Dépréciation du Franc Congolais : Félix Tshisekedi met la pression sur son premier ministre (Conseil des ministres)

Par Edmond Izuba

Le président de la république a exprimé son mécontentement de voir la monnaie locale (Franc Congolais) en train de se dégringoler face à la devise étrangère (Dollar Américain). Au cours du 41ème conseil des ministres, Félix Tshisekedi a instruit au premier ministre, ministre des finances et au gouverneur de la Banque centrale du Congo afin de prendre des mesures appropriées pour stabiliser la monnaie.   

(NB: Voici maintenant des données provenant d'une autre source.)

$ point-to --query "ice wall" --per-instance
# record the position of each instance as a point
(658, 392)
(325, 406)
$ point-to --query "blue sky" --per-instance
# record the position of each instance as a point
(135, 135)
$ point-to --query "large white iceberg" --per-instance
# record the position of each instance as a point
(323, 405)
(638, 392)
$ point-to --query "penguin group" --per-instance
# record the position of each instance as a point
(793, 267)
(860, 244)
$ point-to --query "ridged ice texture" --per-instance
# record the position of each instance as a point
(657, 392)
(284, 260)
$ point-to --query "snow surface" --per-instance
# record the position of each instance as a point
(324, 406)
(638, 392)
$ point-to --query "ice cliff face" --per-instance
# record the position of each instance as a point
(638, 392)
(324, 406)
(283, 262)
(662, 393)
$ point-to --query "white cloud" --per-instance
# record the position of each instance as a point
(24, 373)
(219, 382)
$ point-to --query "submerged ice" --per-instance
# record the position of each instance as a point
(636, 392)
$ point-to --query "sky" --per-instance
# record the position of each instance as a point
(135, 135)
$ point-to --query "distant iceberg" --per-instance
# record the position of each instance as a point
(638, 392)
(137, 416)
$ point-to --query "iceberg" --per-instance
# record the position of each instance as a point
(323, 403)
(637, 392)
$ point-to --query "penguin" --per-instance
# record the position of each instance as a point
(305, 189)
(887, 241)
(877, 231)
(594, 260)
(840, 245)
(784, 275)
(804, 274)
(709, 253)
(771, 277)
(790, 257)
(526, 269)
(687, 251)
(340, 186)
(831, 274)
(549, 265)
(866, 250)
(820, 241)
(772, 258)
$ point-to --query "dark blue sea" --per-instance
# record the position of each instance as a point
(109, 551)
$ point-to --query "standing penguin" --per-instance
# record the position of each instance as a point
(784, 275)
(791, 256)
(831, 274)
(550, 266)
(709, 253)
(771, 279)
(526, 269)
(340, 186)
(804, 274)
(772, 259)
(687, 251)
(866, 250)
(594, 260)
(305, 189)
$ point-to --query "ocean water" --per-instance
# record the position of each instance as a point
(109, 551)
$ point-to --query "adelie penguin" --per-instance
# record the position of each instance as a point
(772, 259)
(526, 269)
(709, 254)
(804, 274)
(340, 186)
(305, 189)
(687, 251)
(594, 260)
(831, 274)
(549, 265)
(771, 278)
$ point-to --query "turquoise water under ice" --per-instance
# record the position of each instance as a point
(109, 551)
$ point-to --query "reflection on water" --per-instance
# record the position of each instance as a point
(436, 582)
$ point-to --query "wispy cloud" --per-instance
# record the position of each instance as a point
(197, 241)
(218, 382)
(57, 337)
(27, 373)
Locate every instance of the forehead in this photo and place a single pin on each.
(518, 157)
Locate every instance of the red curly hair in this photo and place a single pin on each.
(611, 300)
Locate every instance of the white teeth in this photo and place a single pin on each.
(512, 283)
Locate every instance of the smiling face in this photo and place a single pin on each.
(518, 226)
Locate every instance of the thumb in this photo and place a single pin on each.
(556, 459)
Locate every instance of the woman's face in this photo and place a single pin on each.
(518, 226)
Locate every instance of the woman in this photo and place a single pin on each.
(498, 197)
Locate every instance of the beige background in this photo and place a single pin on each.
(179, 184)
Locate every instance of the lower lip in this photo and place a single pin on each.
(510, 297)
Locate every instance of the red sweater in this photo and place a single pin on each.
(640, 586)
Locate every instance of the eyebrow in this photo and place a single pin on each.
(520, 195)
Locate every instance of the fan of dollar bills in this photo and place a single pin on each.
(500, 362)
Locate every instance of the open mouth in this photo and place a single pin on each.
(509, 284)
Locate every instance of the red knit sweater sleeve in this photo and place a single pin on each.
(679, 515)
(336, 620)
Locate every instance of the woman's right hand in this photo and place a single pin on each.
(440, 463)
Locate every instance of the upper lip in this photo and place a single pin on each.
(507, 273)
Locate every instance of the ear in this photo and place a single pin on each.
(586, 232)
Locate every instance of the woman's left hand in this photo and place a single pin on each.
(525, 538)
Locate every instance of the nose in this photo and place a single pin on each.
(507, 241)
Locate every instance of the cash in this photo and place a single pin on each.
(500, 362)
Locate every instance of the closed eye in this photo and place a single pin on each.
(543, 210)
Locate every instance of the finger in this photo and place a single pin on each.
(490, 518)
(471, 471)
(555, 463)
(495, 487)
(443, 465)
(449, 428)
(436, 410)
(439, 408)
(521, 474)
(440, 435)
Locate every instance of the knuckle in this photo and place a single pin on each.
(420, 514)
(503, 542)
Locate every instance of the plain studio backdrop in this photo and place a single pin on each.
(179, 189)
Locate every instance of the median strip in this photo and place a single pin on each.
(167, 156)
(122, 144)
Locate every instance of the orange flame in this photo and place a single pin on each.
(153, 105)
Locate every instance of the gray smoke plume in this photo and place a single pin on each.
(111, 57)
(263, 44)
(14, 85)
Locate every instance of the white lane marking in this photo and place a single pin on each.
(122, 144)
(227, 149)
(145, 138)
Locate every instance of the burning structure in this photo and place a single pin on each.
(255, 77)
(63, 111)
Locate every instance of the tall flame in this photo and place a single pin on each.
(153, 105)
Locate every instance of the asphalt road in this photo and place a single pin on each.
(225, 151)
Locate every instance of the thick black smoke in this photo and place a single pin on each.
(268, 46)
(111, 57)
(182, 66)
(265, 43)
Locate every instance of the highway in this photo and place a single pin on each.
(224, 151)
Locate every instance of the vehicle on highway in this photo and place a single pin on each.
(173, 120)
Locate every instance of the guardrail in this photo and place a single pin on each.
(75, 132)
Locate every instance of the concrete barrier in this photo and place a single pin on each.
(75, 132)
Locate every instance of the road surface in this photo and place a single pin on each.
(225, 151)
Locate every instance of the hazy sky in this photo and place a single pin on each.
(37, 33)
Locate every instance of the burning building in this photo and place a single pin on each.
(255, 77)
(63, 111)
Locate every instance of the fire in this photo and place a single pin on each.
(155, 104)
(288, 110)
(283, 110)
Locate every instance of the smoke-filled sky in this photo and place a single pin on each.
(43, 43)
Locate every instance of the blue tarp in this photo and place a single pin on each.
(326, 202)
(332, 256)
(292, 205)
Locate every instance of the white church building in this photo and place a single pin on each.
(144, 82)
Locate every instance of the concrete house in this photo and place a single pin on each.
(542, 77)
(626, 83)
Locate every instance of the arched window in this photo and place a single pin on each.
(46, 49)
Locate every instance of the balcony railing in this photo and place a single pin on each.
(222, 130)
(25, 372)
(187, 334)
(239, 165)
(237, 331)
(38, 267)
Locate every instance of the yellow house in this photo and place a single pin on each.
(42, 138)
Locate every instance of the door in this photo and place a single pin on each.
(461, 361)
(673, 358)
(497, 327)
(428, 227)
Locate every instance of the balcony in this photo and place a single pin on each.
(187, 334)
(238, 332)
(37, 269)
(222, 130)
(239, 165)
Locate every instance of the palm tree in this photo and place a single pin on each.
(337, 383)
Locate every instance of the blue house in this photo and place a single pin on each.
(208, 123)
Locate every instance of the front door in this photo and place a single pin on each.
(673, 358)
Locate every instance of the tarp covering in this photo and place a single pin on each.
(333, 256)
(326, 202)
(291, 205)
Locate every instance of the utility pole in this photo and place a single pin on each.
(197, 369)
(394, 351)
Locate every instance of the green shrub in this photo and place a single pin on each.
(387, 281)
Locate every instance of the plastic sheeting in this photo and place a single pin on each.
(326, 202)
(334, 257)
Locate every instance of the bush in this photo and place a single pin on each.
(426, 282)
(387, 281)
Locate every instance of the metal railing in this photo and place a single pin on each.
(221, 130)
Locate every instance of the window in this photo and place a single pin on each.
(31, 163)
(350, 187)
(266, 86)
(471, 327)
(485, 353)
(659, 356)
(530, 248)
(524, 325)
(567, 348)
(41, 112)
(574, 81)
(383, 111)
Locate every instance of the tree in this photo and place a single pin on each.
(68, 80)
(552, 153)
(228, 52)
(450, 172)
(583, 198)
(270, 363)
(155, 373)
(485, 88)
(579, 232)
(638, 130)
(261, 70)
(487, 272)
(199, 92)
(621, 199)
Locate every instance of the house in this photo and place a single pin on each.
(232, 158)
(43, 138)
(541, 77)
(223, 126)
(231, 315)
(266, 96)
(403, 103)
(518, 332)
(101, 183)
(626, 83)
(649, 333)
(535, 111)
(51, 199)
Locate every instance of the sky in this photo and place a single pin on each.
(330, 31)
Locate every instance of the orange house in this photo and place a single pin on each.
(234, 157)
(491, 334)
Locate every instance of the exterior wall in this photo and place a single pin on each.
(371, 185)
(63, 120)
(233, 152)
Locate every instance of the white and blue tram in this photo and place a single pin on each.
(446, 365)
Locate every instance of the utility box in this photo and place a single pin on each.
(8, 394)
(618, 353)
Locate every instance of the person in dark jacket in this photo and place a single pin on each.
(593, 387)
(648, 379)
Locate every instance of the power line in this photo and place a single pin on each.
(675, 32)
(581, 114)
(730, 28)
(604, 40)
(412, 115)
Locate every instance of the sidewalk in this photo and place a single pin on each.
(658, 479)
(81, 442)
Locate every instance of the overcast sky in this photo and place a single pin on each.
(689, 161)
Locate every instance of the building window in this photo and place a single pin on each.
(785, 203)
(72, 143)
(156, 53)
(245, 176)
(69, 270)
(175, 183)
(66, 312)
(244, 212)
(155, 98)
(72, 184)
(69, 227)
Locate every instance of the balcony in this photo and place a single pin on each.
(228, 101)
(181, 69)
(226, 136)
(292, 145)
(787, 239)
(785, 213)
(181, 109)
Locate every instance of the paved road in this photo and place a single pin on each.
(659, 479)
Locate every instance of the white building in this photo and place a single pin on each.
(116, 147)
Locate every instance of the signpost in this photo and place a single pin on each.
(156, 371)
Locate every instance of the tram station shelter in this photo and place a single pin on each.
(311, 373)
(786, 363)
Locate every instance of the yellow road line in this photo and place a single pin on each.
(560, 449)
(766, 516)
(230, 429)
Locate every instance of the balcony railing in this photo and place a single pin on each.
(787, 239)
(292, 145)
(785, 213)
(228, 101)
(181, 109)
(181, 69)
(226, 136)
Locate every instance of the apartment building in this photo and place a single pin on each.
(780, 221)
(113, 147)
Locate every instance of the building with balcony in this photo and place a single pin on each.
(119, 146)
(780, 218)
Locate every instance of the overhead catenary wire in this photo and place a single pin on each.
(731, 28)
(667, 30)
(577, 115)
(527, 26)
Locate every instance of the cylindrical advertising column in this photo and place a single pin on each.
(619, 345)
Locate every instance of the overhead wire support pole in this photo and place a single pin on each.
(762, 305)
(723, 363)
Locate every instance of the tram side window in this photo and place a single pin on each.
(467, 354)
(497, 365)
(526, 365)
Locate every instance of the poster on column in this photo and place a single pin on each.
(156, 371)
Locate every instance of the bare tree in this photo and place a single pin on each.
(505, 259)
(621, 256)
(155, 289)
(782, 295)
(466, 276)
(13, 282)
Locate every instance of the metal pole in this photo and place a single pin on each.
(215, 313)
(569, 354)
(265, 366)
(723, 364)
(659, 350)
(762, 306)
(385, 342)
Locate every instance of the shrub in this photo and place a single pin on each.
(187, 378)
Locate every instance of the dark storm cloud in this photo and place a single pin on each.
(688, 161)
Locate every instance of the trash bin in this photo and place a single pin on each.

« …le Chef de l’Etat a indiqué que le pouvoir d’achat de nos compatriotes, principalement les couches sociales les plus vulnérables et les masses populaires laborieuses qui subissent de plein fouet la dépréciation monétaire, continue de baisser depuis un certain temps. Le Chef de l’Etat a réitéré à ce sujet l’instruction qu’il avait déjà donnée au Premier Ministre de veiller à ce que le Ministre des Finances et le Gouverneur de la Banque Centrale du Congo qui ont la responsabilité de la stabilité de notre monnaie, prennent les mesures appropriées pour arrêter la dépréciation de celle-ci. Le Président de la République a manifesté sa détermination à s’impliquer personnellement dans le règlement de ce dossier, en exigeant un rapport hebdomadaire à ce sujet », a déclaré le porte-parole du gouvernement David-Jolino Makelele.

 Dans l’autre partie de sa communication aux membres du gouvernement, d’après le ministre porte-parole du gouvernement, le Chef de l’Etat a déploré les litiges trainent dans les instances judiciaires

« A ce sujet, le Chef de l’Etat a déploré le fait que des arrangements à l’amiable n’aient point été privilégiés en ces occasions, ni des provisions d’honoraires d’avocats payés en temps utiles, avec toutes les conséquences que cela implique de préjudiciable pour les intérêts du pays. C’est pourquoi le Président de la République a instruit le Ministre ayant la justice dans ses attributions et le Ministre des Finances de prendre, toutes affaires cessantes, les dispositions nécessaires pour régler ces problèmes.»

Le président de la république martèle sur le fait que, étant donné que la RDC est en programme avec les Institutions de Bretton Woods, il y a lieu de veiller à ce que toutes ces procédures n’affectent pas les créances octroyées à la RDC par les dites Institutions, ce qui serait une catastrophe pour l’image de la RDC et pour son économie.